When an individual asks for permission to enter the United States, serious problems may arise if he or she has been deemed inadmissible for violating immigration laws. One major basis for inadmissibility is unlawful presence in the United States. Unlawful presence issues are complicated and understanding them is critical to the success of an immigration case.
U.S. immigration law states that an individual is “unlawfully present” if he or she remains in the United States after the expiration of a period of authorized stay or is present in the United States without being admitted or paroled. Common examples of these include overstaying a visitor’s visa or entering the country through an illegal border crossing.
As of April 1, 1997, persons who have been unlawfully present in the United States for 180 days but less than one full year are barred from re-entering the United States for 3 years. Individuals who have been unlawfully present for more than a year are barred from reentry for 10 years. Under these “3-year” and “10-year” bars, the unlawful presence must be continuous and uninterrupted. Any time spent in the country prior to April 1, 1997 is not counted.

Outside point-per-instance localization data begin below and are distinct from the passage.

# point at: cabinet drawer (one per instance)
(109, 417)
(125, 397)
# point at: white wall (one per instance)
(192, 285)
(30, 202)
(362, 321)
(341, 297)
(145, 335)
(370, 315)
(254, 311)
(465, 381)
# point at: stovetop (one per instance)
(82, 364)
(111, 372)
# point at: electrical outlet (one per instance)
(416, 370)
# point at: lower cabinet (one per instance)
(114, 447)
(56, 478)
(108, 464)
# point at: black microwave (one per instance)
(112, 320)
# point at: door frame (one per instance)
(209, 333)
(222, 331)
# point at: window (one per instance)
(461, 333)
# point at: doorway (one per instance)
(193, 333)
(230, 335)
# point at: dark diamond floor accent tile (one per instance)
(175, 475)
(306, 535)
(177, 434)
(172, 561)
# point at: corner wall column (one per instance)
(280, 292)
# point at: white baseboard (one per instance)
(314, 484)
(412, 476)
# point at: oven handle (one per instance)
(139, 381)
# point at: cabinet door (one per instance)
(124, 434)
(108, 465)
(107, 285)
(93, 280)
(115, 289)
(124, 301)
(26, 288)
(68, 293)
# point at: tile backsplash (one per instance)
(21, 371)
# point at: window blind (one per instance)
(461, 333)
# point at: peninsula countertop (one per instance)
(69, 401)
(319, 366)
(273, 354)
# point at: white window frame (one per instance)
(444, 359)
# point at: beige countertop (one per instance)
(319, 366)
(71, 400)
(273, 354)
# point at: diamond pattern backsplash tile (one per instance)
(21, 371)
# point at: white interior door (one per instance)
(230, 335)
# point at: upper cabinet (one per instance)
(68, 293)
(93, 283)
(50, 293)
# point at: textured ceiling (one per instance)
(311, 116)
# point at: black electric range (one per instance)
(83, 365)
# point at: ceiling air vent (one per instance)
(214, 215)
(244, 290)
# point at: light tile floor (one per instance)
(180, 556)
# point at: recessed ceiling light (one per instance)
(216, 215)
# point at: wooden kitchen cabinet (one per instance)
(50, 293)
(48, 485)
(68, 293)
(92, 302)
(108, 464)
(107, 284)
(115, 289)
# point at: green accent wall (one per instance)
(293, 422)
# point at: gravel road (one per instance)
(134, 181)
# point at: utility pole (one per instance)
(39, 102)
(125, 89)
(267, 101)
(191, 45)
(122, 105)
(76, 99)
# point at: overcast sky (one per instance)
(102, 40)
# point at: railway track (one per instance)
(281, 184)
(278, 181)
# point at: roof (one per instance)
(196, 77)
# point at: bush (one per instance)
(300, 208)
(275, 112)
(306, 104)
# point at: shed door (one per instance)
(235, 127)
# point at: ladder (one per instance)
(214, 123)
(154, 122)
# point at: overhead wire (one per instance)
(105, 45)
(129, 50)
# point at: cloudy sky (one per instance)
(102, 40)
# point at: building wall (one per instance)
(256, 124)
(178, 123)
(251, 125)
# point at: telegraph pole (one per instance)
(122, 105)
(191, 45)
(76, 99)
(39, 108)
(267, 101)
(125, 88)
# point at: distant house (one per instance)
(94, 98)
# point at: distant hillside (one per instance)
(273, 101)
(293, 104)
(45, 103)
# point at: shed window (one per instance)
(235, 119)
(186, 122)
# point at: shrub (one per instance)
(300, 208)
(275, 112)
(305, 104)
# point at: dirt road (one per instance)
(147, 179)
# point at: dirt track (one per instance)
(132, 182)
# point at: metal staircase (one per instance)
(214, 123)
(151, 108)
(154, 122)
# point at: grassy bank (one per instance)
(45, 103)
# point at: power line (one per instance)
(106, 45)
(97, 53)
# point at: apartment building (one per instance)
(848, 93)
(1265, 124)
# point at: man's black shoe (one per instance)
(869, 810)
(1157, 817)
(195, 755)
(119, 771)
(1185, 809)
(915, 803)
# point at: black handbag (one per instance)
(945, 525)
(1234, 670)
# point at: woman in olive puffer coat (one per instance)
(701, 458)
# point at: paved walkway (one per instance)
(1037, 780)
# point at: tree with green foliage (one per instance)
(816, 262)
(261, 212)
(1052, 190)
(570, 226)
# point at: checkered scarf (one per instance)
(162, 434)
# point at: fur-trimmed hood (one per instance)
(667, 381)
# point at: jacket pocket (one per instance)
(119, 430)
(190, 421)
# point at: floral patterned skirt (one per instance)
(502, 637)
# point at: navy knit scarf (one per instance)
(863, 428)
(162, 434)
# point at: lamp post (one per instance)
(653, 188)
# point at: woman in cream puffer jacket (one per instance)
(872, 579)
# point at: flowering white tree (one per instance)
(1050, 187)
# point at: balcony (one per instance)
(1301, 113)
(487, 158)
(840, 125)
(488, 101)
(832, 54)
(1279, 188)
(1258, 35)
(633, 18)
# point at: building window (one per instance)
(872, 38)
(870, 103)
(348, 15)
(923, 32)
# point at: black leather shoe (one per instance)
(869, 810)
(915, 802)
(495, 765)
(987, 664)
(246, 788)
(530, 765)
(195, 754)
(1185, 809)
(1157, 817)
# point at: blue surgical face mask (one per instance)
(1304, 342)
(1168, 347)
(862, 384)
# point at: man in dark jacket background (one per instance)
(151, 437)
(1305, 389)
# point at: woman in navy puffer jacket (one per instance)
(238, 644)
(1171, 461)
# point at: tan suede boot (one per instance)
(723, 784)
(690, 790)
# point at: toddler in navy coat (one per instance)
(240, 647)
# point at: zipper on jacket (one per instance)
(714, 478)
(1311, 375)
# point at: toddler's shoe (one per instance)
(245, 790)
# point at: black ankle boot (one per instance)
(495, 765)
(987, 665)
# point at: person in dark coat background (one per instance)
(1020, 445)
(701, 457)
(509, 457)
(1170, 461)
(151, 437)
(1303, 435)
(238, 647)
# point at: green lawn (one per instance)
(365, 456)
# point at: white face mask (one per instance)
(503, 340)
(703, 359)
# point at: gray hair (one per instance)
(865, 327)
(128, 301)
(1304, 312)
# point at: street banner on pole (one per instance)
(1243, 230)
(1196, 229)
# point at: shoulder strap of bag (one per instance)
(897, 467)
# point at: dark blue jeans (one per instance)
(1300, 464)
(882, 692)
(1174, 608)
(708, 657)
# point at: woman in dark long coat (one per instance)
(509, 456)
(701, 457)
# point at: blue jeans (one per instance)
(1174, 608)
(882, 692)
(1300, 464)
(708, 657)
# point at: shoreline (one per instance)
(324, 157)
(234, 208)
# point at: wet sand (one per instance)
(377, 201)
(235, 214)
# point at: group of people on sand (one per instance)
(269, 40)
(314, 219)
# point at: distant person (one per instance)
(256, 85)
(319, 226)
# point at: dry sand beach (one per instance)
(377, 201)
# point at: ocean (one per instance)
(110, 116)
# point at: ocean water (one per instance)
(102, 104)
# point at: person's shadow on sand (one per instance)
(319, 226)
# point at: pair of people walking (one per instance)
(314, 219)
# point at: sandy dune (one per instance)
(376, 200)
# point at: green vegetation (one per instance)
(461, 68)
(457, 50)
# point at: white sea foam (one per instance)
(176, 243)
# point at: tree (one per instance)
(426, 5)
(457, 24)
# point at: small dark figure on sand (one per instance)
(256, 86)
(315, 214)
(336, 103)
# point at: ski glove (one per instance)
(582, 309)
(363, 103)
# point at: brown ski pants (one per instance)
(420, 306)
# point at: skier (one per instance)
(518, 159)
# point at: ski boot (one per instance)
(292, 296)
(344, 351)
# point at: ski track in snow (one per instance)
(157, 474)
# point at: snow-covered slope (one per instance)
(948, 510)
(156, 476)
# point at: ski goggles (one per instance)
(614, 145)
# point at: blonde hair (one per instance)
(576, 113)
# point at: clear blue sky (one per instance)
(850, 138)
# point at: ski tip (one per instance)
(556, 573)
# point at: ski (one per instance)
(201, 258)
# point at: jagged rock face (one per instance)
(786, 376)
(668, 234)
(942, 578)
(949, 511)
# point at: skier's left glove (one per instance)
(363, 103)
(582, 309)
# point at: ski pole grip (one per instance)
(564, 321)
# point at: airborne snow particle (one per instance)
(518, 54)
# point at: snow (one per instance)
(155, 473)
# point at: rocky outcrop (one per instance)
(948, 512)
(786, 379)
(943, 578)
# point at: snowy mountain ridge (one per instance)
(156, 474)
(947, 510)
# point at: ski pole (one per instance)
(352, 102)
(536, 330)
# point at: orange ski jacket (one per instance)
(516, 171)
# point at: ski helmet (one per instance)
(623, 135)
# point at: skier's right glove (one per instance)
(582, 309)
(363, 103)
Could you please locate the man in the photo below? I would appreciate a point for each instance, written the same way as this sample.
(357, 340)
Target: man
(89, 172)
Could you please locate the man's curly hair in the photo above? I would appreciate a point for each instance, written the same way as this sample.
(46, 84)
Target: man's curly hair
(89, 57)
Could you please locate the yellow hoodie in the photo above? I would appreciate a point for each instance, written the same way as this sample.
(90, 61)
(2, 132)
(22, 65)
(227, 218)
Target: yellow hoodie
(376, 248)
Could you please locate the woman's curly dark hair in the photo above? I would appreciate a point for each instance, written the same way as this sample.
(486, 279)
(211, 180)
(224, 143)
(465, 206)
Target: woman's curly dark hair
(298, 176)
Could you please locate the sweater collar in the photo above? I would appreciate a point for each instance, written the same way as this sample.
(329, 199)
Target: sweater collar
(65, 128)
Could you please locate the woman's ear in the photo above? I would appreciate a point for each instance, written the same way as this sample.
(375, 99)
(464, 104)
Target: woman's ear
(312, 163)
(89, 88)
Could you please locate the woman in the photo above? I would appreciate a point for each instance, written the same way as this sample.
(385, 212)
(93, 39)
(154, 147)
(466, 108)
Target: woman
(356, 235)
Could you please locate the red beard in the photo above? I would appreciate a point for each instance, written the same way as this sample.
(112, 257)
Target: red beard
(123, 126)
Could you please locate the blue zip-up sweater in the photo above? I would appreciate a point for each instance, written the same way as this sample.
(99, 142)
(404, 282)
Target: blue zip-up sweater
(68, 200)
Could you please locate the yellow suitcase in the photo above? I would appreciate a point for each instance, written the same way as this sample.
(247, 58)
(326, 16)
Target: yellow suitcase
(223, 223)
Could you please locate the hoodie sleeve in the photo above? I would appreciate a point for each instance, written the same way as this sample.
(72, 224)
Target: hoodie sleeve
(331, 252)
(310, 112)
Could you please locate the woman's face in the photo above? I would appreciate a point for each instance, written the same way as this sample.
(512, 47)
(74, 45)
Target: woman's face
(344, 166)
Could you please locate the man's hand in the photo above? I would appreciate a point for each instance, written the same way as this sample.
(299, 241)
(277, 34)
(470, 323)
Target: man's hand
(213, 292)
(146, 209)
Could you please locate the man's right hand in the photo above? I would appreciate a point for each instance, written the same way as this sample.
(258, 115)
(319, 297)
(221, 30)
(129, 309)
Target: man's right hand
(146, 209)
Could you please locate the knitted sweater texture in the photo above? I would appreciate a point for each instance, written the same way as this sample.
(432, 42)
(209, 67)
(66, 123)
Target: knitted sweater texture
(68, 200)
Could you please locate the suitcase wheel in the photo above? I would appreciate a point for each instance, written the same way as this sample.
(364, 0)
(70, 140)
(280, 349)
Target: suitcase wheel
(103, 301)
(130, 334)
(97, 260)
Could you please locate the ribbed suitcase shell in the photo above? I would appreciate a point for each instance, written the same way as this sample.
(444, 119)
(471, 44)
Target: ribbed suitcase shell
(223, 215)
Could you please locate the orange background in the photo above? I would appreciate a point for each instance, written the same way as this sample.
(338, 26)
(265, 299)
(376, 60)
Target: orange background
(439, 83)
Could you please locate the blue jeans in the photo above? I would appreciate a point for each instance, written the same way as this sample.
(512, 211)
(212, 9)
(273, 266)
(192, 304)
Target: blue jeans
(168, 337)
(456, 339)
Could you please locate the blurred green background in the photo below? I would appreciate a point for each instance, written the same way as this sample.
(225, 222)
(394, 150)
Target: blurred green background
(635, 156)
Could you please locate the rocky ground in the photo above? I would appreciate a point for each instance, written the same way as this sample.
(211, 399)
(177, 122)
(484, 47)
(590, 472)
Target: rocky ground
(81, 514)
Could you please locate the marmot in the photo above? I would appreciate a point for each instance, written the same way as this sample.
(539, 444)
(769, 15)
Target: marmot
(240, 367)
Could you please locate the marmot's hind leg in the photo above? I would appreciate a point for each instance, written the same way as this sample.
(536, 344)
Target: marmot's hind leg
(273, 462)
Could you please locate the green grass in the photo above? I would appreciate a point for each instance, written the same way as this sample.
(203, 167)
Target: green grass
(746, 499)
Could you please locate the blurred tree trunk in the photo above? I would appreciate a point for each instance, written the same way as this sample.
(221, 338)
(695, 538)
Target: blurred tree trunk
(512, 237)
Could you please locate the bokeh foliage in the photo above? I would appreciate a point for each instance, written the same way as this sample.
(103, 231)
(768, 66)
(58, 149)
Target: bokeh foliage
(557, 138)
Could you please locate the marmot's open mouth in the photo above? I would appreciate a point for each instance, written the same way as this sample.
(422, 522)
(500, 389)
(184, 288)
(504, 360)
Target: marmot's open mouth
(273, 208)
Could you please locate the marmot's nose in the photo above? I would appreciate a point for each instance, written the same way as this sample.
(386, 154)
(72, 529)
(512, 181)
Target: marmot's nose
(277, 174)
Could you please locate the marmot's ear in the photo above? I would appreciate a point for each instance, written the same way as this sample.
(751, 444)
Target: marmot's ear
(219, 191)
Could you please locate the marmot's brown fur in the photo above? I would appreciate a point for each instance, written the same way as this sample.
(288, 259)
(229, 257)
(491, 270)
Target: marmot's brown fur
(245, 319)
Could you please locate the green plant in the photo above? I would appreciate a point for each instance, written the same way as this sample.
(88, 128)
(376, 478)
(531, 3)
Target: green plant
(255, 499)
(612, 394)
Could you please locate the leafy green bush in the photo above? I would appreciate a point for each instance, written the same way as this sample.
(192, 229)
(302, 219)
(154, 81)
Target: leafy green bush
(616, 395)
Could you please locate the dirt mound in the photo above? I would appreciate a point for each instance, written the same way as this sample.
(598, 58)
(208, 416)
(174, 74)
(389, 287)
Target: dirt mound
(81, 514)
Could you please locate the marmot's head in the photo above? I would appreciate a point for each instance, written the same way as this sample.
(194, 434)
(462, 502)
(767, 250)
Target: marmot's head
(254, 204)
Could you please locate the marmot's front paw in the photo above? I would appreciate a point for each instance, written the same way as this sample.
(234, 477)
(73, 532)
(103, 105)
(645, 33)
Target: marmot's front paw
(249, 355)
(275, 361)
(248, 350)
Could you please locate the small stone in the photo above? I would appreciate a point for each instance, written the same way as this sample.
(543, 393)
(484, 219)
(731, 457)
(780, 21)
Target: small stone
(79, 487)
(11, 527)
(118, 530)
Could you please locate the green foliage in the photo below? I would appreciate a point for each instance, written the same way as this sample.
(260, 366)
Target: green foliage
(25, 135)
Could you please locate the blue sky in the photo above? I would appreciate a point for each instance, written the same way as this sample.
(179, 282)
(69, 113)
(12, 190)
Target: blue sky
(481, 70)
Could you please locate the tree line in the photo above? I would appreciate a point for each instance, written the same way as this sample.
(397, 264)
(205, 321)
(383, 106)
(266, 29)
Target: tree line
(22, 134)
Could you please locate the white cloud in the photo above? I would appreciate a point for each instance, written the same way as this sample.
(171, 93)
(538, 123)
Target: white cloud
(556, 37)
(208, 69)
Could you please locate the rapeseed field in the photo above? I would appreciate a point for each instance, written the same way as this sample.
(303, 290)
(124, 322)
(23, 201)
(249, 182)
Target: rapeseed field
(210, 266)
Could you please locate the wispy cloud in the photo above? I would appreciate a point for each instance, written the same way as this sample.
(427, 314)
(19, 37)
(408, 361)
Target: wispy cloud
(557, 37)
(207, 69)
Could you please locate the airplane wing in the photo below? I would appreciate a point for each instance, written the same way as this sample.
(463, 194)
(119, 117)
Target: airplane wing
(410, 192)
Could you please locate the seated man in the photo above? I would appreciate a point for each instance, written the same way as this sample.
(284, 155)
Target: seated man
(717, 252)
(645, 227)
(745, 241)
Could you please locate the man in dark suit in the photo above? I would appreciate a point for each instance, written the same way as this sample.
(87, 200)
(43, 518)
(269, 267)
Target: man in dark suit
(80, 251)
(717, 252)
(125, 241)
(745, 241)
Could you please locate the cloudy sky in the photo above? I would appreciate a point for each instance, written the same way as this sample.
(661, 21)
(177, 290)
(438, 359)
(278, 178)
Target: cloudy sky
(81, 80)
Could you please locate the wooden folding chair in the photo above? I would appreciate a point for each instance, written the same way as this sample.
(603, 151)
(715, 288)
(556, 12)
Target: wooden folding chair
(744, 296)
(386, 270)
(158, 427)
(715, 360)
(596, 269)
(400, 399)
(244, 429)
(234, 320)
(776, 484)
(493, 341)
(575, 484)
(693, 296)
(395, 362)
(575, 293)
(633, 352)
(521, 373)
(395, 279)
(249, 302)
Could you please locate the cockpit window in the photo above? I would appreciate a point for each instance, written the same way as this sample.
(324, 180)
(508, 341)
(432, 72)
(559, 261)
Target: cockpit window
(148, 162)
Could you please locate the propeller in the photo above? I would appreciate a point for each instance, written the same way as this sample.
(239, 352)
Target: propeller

There are certain statutory exceptions to unlawful presence. Children under 18, asylum applicants, beneficiaries of Family Unity protection (under the Immigration Act of 1990), and battered women and children do not accrue unlawful presence. Also, in certain circumstances the 3-year and 10-year bars may be removed by obtaining a waiver. One such waiver is for extreme hardship to certain relatives who are either U.S. citizens or lawful permanent resident. A new provisional waiver program beginning March 4, 2013 allows some individuals to apply for and obtain a waiver while waiting in the United States.
Another important bar is the permanent unlawful presence bar. The bar applies to an individual who entered the United States without authorization, stayed for one year or more, departed the country, and later reentered or attempted to reenter without authorization. The permanent bar also applies to individuals who have been ordered removed by an immigration judge and then reentered or attempted to reenter the United States. An individual subject to the permanent bar must first spend 10 years outside of the United States. Once the ten years have elapsed, the alien must also first submit a waiver request before the government will consider any visa applications.
The one-year period of unlawful presence for the permanent bar is calculated by the total number of days spent in the United States, not the alien’s continuous presence. It is important to remember that some individuals, including children, may be subject to the permanent bar even though they are not subject to the 3-year and 10-year bars.